129Cacciari. Oui, ce son est en fait précisément celui de la monade qui s’auto-réfléchit, qui se sait. Il s’établit une consonance parfaite entre la pureté de ces sons et la pureté du possible dans lequel il se situe.
130J’ai employé il y a un moment le terme « compossible » qui est justement un terme leibnizien. Il s’agit peut-être précisément du passage d’un univers cartésien à un univers leibnizien... En dehors, naturellement, de tout ce qui chez Bruno et Leibniz crée des correspondances, des analogies, des résonances entre les éléments qui composent ces univers, « pré-établissant », protégeant presque, de l’aventure de la monade.
131Nono. Ma condition actuelle, vis-à-vis du Prométhée, est exactement la condition de celui qui se demande : « Comment réaliser à San Lorenzo les infinis possibles de San Lorenzo : ces possibles qui sont justement irréalisables... ? »
132Cacciari. L’‘œuvre’ se fait en tant que ‘compossible’ en un univers multiple, un multi-univers, d’innombrables autres possibles. Cette ‘œuvre’ ne peut être commentée que par une seule parole, une pensée qui saisisse ‘ensemble’ créature et nécessité : une pensée qui ne voie plus la créature comme « distraction » de la nécessité, ni la nécessité comme refoulement ou anéantissement de la dimension créature. Il me semble que l’itinéraire que nous avons suivi dans cette conversation « joue » constamment avec les termes qui traditionnellement « connotent » la pensée de la créature : possible, risque, décision, saut de mot en mot, de son en son... ‘mais’, en même temps, il reconnaît devoir/pouvoir écouter et recréer ‘la nécessité’ radicale et éternelle de ces « termes » mêmes.
133Nono. Oui... c’est bien là mon « pari » pour le Prométhée...

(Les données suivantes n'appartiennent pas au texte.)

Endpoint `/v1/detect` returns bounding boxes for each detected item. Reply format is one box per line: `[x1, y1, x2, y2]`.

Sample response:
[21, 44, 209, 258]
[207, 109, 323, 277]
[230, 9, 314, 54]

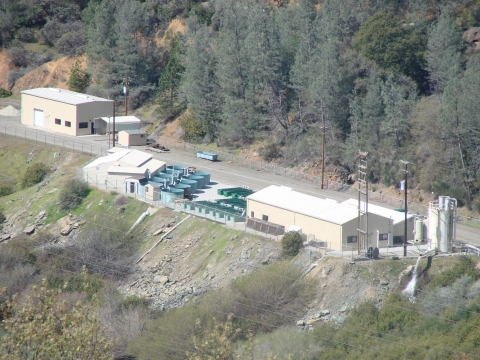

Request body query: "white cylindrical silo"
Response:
[428, 201, 438, 249]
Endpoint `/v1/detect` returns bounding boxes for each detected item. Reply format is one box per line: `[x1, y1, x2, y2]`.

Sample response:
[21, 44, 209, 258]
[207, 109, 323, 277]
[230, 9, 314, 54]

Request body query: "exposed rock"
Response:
[23, 225, 35, 235]
[316, 310, 330, 318]
[60, 224, 73, 236]
[0, 234, 12, 242]
[462, 27, 480, 48]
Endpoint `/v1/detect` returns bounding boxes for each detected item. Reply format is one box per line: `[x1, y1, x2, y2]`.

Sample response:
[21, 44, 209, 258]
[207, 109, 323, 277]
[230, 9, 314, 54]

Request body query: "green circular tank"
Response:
[180, 178, 198, 193]
[187, 175, 205, 190]
[160, 188, 184, 203]
[195, 171, 210, 186]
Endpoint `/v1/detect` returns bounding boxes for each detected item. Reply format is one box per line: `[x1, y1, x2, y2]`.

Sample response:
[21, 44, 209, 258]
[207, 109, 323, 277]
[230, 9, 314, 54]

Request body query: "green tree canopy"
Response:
[352, 11, 427, 91]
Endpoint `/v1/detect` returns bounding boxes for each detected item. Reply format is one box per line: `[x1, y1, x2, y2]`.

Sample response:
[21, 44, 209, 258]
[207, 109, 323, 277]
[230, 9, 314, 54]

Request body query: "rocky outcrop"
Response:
[462, 27, 480, 50]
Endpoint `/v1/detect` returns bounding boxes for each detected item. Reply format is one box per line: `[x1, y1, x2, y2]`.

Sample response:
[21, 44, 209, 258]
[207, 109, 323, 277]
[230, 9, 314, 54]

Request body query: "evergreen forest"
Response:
[0, 0, 480, 205]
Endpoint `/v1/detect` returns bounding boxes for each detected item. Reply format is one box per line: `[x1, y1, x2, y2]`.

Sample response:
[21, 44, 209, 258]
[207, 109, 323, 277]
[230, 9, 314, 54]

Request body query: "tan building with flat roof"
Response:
[118, 130, 147, 146]
[247, 185, 413, 251]
[21, 88, 114, 136]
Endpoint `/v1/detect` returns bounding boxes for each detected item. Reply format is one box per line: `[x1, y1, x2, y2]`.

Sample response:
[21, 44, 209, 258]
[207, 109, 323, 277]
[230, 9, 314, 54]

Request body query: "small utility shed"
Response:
[94, 116, 142, 134]
[247, 185, 413, 250]
[21, 88, 113, 136]
[118, 130, 147, 146]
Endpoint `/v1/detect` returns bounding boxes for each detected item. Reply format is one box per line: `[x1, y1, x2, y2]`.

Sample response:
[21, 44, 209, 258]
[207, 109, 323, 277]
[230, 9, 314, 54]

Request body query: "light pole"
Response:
[400, 160, 411, 256]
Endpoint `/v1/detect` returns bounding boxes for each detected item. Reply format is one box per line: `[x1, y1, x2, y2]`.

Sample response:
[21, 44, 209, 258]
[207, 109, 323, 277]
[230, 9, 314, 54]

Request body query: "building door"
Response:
[33, 109, 43, 126]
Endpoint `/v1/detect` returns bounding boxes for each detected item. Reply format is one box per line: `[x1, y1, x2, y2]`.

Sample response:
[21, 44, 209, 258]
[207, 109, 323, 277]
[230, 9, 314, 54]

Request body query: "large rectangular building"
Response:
[21, 88, 114, 136]
[247, 185, 413, 251]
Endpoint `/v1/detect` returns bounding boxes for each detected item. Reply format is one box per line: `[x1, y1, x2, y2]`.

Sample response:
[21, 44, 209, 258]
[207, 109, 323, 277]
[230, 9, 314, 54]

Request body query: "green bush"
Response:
[22, 163, 50, 188]
[59, 179, 89, 211]
[282, 231, 303, 257]
[0, 88, 12, 98]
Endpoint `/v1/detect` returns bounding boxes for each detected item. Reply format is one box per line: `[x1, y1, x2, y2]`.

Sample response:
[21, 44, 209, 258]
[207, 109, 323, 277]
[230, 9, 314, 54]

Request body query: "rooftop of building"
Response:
[21, 88, 113, 105]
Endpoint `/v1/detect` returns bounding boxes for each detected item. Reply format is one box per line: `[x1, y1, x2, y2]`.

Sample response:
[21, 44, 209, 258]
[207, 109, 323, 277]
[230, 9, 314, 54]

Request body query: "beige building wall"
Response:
[118, 131, 147, 146]
[21, 94, 77, 135]
[295, 213, 342, 250]
[76, 101, 113, 135]
[21, 94, 113, 136]
[247, 198, 295, 228]
[145, 184, 160, 201]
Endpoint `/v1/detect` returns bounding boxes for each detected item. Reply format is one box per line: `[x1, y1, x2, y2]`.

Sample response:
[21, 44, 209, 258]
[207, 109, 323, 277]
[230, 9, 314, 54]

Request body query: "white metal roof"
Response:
[119, 150, 152, 167]
[247, 185, 358, 224]
[84, 148, 132, 168]
[342, 199, 415, 224]
[107, 164, 146, 175]
[140, 159, 166, 173]
[21, 88, 113, 105]
[99, 115, 142, 124]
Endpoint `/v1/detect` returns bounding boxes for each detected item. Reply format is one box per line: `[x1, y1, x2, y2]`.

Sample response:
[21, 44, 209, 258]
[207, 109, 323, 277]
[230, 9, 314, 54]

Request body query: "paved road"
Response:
[0, 116, 480, 245]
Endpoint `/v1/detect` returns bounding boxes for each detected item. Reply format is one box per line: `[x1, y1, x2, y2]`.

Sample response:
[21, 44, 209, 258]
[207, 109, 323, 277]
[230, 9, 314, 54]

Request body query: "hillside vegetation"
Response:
[0, 0, 480, 208]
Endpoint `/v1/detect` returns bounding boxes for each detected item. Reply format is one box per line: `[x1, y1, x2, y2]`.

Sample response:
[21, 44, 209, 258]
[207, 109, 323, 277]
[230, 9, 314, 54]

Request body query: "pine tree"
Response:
[67, 59, 91, 93]
[157, 33, 185, 118]
[425, 11, 461, 92]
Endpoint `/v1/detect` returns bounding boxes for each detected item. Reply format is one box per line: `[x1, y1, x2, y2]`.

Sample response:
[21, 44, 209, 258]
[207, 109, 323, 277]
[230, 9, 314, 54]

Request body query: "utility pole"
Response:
[400, 160, 410, 256]
[357, 150, 369, 255]
[322, 114, 325, 189]
[123, 76, 128, 116]
[112, 100, 115, 147]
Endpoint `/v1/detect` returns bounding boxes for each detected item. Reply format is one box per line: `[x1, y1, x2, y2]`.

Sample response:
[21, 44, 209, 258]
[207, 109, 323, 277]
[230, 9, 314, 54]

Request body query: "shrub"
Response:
[282, 231, 303, 257]
[115, 194, 128, 206]
[0, 88, 12, 98]
[22, 163, 50, 188]
[59, 179, 89, 211]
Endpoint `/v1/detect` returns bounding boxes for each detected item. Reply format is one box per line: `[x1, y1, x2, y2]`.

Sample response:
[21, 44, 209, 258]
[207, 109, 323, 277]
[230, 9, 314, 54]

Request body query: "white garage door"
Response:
[33, 109, 43, 126]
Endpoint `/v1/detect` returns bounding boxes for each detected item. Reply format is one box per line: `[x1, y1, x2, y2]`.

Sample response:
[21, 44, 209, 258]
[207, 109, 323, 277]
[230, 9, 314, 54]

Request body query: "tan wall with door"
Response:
[21, 94, 77, 135]
[21, 94, 113, 136]
[118, 131, 147, 146]
[76, 101, 113, 135]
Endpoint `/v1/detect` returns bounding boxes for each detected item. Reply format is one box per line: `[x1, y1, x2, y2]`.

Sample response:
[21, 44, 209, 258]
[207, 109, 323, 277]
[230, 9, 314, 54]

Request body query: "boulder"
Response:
[462, 27, 480, 47]
[60, 224, 73, 236]
[23, 225, 35, 235]
[0, 234, 12, 242]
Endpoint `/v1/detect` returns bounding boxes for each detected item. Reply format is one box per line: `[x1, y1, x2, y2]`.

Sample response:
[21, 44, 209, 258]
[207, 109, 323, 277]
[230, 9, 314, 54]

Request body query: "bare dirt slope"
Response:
[12, 55, 87, 94]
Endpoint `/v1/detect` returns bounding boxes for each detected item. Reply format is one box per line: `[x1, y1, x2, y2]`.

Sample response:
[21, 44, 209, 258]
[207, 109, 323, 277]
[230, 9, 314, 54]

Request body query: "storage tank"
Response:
[187, 175, 205, 190]
[428, 196, 457, 252]
[160, 188, 184, 203]
[195, 171, 210, 186]
[415, 217, 425, 242]
[180, 178, 197, 193]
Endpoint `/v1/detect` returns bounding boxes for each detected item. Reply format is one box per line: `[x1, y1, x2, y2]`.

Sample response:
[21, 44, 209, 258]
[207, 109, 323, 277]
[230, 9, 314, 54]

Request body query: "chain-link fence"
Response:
[0, 124, 108, 156]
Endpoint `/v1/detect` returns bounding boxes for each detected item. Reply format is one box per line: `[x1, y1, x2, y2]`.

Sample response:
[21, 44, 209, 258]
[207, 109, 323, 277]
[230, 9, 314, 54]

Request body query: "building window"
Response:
[347, 236, 357, 244]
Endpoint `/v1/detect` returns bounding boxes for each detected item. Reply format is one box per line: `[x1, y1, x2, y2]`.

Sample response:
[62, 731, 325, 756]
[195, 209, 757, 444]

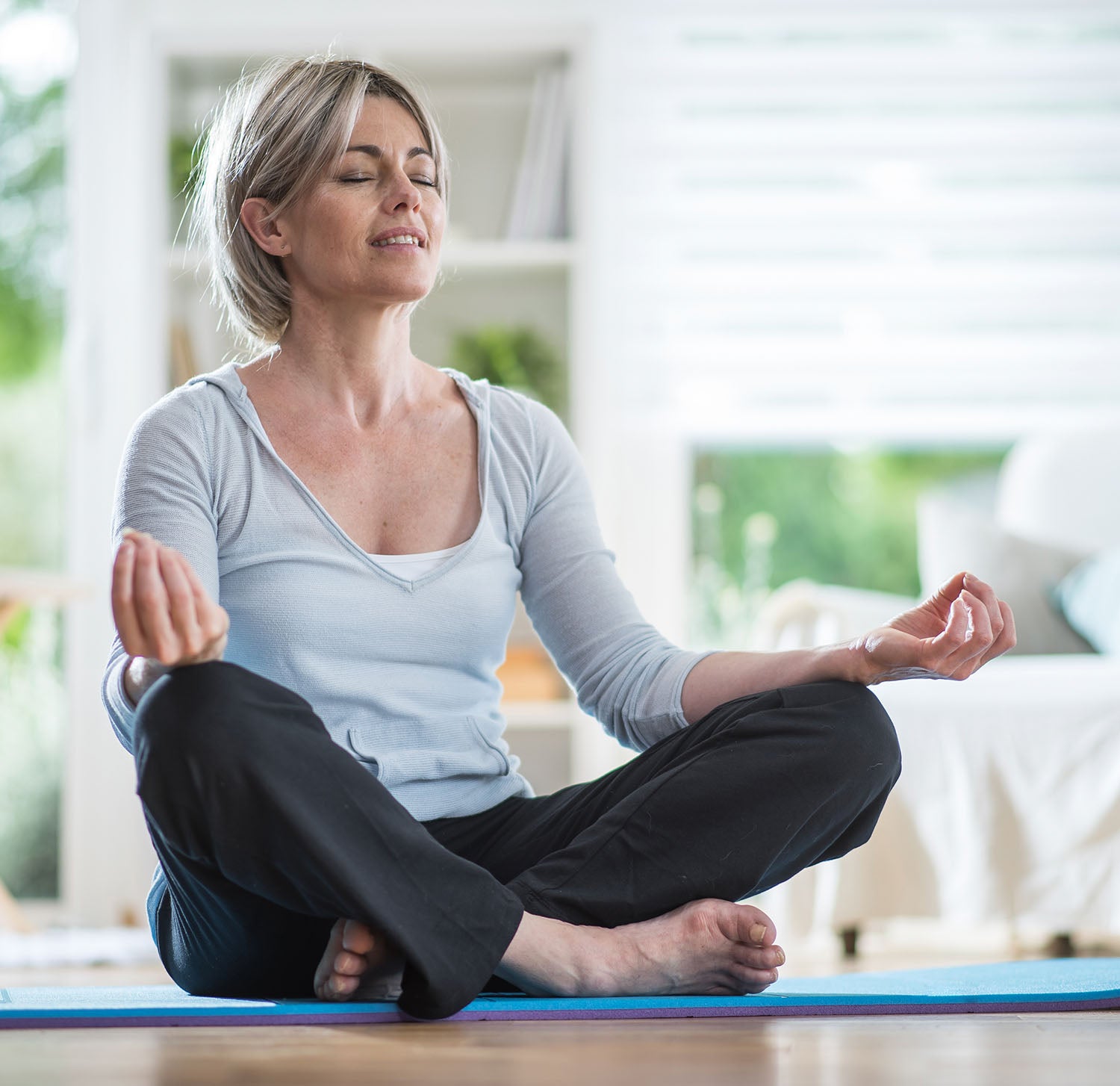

134J’ai clairement conscience qu’il ne me suffit plus de penser et de sentir comme je l’ait fait jusqu’à présent, par exemple dans Das atmende et dans Gelidi mostri. Le type de relations qui se sont alors établies entre les sons, l’espace qui déterminait ces compositions, l’espace qui ‘se’ faisait écouter et ‘me’ faisait écouter... : je sens que tout cela est encore extrêmement limité, que ‘ce n’est pas suffisant pour Prométhée !’ J’attends peut-être qu’il m’arrive quelque chose pour me risquer à San Lorenzo... alors que le travail de ‘mesure’ que l’œuvre doit exprimer est ‘déjà’ en route.
135Pour le moment, je me sens même trop dominé par San Lorenzo, enfermé dans cet espace qui a bouleversé même mes plus récents modes d’écoute, qui m’a révélé d’autres possibles que ceux que j’ai su jusqu’alors écouter... et puis, il y a aussi le vide de l’attente. Et je pourrais bien sombrer dans ce vide !
136D’autre part, l’« éventuel » de l’œuvre : ce « compossible » dont vous parlez, cette comparticipation dans le silence... est déjà ouverte, ici et maintenant !
137San Lorenzo possède des portes et des fenêtres claires et ouvertes...
Notes de fin
* Paru pour la première fois in Verso Prometeo, La Biennale/Ricordi, Venise 1984. Entretien réalisé au printemps 1984, avant la création de la première version de Prometeo.